Through this struggle, many residents realised the need for a political alternative to pro-big business mainstream parties, leading to RAM being formed.
Following the 2004 breakthrough, when RAM's Robyn Hughes unseated the sitting chair of the ARC, the Nationals' Gwen Bull, RAM was able to use the council position to continue advocating the rights of the poor. One campaign was to divert the massive spending on highways to improving public transport — making it "free and frequent".
Morgan explained: "At present, the Labour-led government is seriously looking at wasting upwards of NZ$8 billion on three motorway tunnels in Central Auckland that will merely grow more cars and congestion. This amount could buy several thousand electric buses and run them fare-free across Greater Auckland for a quarter of a century, while also expanding electric rail across Waitakere, Auckland and Manukau cities."

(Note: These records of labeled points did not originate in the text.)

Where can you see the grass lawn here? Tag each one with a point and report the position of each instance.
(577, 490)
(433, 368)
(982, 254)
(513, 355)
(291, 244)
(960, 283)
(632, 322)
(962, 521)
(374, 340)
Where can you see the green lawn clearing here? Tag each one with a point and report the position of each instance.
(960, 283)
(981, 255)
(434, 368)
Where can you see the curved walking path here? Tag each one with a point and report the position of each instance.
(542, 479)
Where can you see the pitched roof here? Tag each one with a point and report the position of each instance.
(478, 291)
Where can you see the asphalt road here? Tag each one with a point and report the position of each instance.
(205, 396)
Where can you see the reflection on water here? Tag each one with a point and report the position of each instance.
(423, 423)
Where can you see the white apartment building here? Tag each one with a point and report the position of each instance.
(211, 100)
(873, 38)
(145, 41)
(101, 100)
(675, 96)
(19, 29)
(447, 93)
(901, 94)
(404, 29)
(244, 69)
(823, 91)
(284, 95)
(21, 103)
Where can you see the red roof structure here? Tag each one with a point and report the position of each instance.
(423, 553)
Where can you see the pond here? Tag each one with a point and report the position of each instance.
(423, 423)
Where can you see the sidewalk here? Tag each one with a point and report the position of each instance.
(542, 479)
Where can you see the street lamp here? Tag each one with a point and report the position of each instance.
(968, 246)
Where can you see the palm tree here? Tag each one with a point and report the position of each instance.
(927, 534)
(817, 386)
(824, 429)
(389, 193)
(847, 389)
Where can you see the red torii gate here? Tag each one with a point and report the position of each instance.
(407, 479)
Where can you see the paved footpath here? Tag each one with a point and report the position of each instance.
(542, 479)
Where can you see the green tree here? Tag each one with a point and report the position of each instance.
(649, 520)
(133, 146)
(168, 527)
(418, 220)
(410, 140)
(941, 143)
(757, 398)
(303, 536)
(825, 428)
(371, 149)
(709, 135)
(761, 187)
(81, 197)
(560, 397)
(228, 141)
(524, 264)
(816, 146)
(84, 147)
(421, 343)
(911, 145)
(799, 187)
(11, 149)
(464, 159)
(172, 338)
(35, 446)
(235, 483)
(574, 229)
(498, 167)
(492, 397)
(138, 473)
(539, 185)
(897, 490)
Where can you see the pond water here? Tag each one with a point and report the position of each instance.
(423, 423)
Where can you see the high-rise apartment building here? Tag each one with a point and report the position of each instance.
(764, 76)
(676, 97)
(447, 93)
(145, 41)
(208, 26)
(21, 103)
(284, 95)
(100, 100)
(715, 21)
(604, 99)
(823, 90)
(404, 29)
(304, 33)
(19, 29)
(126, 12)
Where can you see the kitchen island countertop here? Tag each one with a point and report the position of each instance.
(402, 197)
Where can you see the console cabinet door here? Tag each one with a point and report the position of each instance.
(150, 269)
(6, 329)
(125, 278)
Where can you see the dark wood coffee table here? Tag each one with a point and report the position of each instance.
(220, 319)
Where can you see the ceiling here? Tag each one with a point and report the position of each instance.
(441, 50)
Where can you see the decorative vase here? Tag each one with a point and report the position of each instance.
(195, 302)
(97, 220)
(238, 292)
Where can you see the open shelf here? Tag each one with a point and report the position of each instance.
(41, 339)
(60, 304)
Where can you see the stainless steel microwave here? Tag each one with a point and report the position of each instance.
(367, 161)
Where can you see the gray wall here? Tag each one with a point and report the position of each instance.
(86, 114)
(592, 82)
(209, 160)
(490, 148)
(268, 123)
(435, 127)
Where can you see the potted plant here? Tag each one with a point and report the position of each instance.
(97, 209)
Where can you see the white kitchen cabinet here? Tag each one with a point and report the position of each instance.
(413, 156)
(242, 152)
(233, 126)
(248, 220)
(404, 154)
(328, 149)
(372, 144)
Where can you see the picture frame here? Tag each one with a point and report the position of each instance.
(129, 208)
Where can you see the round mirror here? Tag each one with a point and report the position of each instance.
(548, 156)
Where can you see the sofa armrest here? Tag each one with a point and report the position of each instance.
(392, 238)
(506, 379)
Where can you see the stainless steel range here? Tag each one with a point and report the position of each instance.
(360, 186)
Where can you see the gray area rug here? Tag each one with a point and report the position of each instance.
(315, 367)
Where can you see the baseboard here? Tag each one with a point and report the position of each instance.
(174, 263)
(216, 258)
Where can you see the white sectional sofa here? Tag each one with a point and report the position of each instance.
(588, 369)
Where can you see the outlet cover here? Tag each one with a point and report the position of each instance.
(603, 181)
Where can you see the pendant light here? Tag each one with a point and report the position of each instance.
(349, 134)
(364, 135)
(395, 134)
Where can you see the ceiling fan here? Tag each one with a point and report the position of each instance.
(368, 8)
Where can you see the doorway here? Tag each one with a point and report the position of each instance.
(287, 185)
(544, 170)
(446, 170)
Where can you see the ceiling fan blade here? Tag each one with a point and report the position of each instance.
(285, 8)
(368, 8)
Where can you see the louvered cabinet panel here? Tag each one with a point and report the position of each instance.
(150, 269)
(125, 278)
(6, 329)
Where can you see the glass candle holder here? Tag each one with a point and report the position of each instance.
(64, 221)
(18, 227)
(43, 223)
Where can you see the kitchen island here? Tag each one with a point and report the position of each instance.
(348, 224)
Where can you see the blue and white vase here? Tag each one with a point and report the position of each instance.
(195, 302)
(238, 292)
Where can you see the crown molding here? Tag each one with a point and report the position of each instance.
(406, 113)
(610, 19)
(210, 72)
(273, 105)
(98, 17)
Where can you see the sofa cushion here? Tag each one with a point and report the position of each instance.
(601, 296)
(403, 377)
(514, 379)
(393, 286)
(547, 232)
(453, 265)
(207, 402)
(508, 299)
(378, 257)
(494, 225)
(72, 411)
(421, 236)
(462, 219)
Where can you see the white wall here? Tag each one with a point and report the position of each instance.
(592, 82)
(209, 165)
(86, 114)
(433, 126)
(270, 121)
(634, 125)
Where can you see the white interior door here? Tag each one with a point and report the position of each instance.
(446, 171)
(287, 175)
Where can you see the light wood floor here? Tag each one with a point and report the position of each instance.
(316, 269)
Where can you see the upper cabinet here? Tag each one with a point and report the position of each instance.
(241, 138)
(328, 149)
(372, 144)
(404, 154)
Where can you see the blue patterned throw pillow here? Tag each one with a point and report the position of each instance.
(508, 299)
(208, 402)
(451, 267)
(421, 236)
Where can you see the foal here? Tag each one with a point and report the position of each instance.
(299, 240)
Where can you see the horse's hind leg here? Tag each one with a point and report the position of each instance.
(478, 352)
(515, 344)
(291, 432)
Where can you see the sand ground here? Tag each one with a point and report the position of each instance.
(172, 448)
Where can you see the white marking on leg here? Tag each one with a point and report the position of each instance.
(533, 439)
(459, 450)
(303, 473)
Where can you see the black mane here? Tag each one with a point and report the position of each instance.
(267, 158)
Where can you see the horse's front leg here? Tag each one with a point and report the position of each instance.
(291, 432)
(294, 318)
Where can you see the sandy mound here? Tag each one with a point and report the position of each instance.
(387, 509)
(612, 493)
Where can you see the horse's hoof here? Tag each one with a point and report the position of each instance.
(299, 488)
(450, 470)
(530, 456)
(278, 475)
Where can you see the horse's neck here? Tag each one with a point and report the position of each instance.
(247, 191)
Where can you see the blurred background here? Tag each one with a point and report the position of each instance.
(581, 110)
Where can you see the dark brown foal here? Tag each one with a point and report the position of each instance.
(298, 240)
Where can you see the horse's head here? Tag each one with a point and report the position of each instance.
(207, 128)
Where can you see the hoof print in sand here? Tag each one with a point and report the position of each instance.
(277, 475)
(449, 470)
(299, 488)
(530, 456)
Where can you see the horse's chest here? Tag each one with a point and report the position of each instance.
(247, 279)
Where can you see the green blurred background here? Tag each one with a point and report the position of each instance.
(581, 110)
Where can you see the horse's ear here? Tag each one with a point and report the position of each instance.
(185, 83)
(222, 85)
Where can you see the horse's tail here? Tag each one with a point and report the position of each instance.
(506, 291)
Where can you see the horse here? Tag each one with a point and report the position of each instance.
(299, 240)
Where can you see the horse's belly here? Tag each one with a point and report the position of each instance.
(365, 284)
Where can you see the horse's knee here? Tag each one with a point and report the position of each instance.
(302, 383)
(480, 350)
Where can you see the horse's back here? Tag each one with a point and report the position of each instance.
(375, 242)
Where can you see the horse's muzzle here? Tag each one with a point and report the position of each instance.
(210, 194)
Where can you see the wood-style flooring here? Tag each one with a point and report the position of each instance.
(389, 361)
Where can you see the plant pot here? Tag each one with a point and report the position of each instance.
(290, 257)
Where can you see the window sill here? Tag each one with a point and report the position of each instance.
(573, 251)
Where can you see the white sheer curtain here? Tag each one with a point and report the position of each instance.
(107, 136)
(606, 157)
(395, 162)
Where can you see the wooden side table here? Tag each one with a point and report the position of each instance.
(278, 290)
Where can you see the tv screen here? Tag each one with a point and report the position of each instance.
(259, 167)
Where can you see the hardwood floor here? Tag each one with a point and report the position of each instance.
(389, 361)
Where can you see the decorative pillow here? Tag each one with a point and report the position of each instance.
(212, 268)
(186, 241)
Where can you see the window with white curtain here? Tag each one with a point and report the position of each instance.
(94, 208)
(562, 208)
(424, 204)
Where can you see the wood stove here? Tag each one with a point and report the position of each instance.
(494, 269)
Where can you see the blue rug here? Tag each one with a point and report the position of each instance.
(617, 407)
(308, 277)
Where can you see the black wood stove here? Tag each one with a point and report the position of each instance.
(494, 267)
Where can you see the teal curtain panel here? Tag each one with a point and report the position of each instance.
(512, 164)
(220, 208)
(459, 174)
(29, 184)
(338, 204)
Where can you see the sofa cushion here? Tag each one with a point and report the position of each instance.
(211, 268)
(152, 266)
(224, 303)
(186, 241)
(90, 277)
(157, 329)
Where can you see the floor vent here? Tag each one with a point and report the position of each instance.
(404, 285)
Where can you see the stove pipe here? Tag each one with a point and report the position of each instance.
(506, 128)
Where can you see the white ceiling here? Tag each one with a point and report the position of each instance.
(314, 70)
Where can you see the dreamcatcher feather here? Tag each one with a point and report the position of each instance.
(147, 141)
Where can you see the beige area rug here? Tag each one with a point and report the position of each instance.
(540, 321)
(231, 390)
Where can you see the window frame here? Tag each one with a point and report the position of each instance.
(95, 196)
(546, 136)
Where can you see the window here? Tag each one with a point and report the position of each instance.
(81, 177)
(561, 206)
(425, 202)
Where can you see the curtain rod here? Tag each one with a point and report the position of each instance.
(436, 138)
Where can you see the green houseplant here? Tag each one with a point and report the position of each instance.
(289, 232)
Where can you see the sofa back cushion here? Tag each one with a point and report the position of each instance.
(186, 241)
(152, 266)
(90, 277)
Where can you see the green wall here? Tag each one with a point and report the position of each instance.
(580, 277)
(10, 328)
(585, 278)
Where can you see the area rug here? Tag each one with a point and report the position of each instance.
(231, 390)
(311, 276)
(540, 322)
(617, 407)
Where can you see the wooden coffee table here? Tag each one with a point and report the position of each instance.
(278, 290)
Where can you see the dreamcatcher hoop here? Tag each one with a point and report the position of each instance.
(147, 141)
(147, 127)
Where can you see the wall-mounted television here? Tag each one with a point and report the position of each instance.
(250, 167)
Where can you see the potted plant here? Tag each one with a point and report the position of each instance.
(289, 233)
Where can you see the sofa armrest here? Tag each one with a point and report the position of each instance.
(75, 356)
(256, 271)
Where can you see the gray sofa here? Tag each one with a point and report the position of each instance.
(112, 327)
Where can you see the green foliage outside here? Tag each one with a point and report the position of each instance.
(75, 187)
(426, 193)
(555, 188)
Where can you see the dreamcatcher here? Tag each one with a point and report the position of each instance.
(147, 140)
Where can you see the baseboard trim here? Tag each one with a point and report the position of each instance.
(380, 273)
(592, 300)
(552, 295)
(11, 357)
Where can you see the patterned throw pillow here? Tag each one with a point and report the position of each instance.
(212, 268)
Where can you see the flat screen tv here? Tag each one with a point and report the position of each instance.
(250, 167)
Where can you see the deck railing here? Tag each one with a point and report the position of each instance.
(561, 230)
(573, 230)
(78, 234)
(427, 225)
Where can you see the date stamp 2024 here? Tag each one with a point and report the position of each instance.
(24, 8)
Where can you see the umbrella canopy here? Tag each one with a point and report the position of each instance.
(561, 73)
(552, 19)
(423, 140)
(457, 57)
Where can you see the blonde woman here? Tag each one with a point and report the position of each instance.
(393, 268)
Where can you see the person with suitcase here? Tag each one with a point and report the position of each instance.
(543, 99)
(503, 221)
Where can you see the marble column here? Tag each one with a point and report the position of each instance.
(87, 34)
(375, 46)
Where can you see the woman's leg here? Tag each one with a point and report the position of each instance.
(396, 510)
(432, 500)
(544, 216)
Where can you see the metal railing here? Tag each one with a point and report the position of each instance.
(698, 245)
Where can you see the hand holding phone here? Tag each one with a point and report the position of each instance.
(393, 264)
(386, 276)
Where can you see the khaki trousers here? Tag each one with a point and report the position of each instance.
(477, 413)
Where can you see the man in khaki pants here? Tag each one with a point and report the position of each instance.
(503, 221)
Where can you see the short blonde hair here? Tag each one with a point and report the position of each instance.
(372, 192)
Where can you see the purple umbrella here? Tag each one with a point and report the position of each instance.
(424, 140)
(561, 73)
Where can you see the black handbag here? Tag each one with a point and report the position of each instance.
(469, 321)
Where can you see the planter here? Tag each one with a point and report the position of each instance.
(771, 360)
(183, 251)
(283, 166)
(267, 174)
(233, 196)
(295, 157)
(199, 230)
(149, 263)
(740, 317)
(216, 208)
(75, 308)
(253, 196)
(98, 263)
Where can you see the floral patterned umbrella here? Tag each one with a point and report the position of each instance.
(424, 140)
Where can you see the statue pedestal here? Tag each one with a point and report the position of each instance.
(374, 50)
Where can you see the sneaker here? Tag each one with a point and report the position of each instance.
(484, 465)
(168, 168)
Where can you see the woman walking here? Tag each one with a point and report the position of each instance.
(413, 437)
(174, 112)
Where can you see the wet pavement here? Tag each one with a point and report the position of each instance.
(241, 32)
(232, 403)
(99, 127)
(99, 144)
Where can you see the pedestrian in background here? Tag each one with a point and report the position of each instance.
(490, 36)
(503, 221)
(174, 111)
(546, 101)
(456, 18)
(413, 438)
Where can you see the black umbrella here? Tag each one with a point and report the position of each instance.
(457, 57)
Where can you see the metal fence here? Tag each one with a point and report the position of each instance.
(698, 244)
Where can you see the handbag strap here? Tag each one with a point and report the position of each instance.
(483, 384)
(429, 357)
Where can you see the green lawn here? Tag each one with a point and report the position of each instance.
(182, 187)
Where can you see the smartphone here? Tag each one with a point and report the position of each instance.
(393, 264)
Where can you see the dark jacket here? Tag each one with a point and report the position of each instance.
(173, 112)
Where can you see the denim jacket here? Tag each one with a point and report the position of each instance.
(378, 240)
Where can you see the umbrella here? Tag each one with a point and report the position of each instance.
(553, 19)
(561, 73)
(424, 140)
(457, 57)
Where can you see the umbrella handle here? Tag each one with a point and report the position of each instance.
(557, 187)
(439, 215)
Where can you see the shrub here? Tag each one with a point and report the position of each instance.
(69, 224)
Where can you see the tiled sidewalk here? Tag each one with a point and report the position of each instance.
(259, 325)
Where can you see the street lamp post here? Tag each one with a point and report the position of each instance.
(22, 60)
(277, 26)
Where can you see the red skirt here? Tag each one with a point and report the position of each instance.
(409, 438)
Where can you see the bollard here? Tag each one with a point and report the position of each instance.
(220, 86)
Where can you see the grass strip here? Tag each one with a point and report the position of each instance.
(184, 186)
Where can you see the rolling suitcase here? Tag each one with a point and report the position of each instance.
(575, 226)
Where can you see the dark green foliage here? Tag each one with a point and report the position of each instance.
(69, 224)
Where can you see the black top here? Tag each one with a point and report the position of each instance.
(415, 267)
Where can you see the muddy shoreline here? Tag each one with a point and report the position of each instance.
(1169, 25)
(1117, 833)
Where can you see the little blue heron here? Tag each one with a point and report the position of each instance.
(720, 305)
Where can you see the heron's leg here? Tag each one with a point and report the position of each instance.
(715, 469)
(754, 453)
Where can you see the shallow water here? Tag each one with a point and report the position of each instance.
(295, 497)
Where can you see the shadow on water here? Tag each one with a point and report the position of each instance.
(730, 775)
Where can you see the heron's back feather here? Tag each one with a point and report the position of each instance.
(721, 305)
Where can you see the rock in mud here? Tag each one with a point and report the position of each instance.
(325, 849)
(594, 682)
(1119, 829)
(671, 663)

This popular campaign helped to consolidate RAM as a bold new party, prepared to "think big" in its defence of the poor and the planet. The campaign found support from groups like Cycle Action Auckland, the Mangere Community Board, the Tramways Union, the Auckland Regional Council, the Green Party and the Poverty Action Coalition.
According to Morgan, "former Manukau mayor Sir Barry Curtis offered three of his city's suburbs for a large-scale free
buses trial if the Auckland Regional Transport Authority would climb aboard".
Opposing racism
Last year, right-wing Christian groups began to organise Islamophobic public forums. At this campaign's height, RAM was able to organise a big meeting with radical left-wing British MP George Galloway. Titled "Voices for Peace", it attracted over 1500 people and helped build opposition to the US-led "war on terror" and support for the Palestinian struggle.
A united right-wing vote cost RAM its ARC seat in 2007, but support has consistently held strong. RAM has made the removal of GST on food its key campaign in its launch as a national party.
Morgan explained the policy in an opinion piece in the May 5 NZ Herald: "Everything is going up in price except wages and super. The life stories I'm hearing every day out on the streets, along with surveys revealing that a large portion of New Zealanders are worried about meeting the next demand for rent or rates, point to the deteriorating state of most family budgets.
"When electricity, rent, rates, transport and other inflexible costs for life's necessities have to be funded from an income that buys less with each passing week, the first thing to be trimmed back is the family's food purchases. That's why escalating food prices have produced such a groundswell of public concern and discontent."